Come se servisse a lavare via l’orrore, in tutti questi anni abbiamo visto più attacchi a chi parlava delle mafie – accusato di infangare la città – che alle mafie stesse. È una grande commedia della rimozione che riguarda, purtroppo, nel profondo il popolo – assente a ogni mobilitazione e non sempre per paura – quanto la classe dirigente, per una volta in una totale sintonia. È assordante il silenzio della politica su questo tema. Un silenzio che non viene certo rotto da parole di circostanza, perché quelle non fanno rumore, non si negano mai, sono slogan “precotti”. Ci vuole di più: uno scatto, una mobilitazione vera, una presa di coscienza non formale e non rituale. A cominciare da chi è ai vertici delle istituzioni locali. Non si chiedono atti amministrativi ma sussulti di dignità. È chiaro che il fenomeno criminale è così complesso, radicato, che non è un sindaco, coi suoi poteri, o un presidente di Regione, con i suoi, meno che mai un presidente di Municipalità, con una delibera o un’ordinanza, fosse anche per il più coraggioso dei progetti, a cambiare la situazione. Ma, come nell’emergenza pandemica si è sentito il dovere di lanciare moniti, allarmi, parole d’ordine ben oltre il perimetro delle proprie competenze, perché non si fa lo stesso con la camorra? Come non si manca di far sentire la propria voce per chiedere più soldi sulla sanità, nel riparto dei fondi, arrivando ad attacchi durissimi al governo, perché non si fa lo stesso sulla lotta alla criminalità organizzata? Come si è fatta una battaglia strenua per il ripiano dei debito del Comune, lanciando allarmi costanti, facendo trasferte nella capitale, perché non si mette lo stesso impegno contro la stretta soffocante della camorra? Perché questa parola da un po’ di anni appare quasi desueto pronunciarla? Il tema resta così in fondo al discorso pubblico, non una bandiera, una urgenza, anzi un’emergenza.

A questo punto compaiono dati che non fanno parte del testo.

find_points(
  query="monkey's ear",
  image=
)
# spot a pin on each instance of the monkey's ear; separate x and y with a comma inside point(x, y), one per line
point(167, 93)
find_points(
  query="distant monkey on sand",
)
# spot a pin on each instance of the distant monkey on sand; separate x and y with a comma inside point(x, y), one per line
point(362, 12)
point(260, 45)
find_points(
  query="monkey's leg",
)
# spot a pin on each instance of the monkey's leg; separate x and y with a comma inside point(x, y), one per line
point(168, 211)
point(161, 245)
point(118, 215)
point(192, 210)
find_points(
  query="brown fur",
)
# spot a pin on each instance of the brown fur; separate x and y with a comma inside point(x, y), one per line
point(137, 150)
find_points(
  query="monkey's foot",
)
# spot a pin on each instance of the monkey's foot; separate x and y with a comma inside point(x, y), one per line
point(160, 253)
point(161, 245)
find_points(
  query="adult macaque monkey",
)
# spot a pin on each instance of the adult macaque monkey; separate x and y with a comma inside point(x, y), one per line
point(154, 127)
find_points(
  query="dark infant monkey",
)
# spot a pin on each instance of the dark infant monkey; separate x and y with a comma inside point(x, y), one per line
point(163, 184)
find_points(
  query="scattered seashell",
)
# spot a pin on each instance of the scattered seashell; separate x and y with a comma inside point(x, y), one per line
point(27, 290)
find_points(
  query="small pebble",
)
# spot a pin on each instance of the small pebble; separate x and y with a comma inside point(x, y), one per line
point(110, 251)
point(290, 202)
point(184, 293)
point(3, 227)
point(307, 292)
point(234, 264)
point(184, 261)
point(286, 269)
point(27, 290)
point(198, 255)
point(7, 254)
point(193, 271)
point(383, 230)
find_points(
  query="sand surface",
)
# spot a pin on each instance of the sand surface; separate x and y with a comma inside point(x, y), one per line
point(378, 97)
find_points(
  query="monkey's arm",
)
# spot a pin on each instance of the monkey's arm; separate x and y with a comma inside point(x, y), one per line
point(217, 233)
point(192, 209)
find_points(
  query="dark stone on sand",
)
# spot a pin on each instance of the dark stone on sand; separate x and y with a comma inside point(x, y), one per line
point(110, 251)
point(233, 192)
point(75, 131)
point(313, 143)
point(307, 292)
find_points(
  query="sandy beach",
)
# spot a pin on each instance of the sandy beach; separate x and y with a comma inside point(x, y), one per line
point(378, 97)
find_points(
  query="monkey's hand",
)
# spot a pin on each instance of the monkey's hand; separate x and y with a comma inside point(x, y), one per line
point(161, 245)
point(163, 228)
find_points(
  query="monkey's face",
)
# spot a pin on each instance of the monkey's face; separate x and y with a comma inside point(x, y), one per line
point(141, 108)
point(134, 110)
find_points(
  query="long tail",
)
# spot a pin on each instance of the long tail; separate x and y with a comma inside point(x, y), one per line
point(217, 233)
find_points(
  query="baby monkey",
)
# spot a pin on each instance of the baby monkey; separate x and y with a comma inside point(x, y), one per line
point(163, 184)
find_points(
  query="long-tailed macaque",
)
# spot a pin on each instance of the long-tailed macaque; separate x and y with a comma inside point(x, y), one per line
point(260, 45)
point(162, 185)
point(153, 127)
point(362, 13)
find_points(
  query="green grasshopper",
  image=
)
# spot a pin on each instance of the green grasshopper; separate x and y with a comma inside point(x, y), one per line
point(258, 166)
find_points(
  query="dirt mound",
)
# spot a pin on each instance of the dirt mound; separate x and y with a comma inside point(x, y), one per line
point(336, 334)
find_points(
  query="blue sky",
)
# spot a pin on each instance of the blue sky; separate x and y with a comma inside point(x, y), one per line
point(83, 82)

​La sensazione non è che il silenzio della politica e delle istituzioni sia di connivenza esplicita, come invece spesso appariva negli Anni Ottanta per alcuni settori della società meridionale ma – forse è peggio ancora – di resa, di apatia, di rassegnata distrazione. Il problema c’è, non lo sappiamo risolvere, forse addirittura è irrisolvibile, quindi – come una malattia che non si cura ma si può cronicizzare – facciamo finta che non ci sia. “Nun ce pensamme”. Andiamo avanti nonostante tutto. Così si assiste all’effetto paradossale di una politica – ma il discorso vale anche per tutte le articolazioni della classe dirigente, dagli industriali ai sindacati, dal commercio all’associazionismo – che parla d’altro, che gira il volto, che se proprio viene tirata dentro il discorso sulla camorra, alza gli occhi al cielo con un sentimento di amarezza, come un bravo uomo della strada che mormora una frase di circostanza.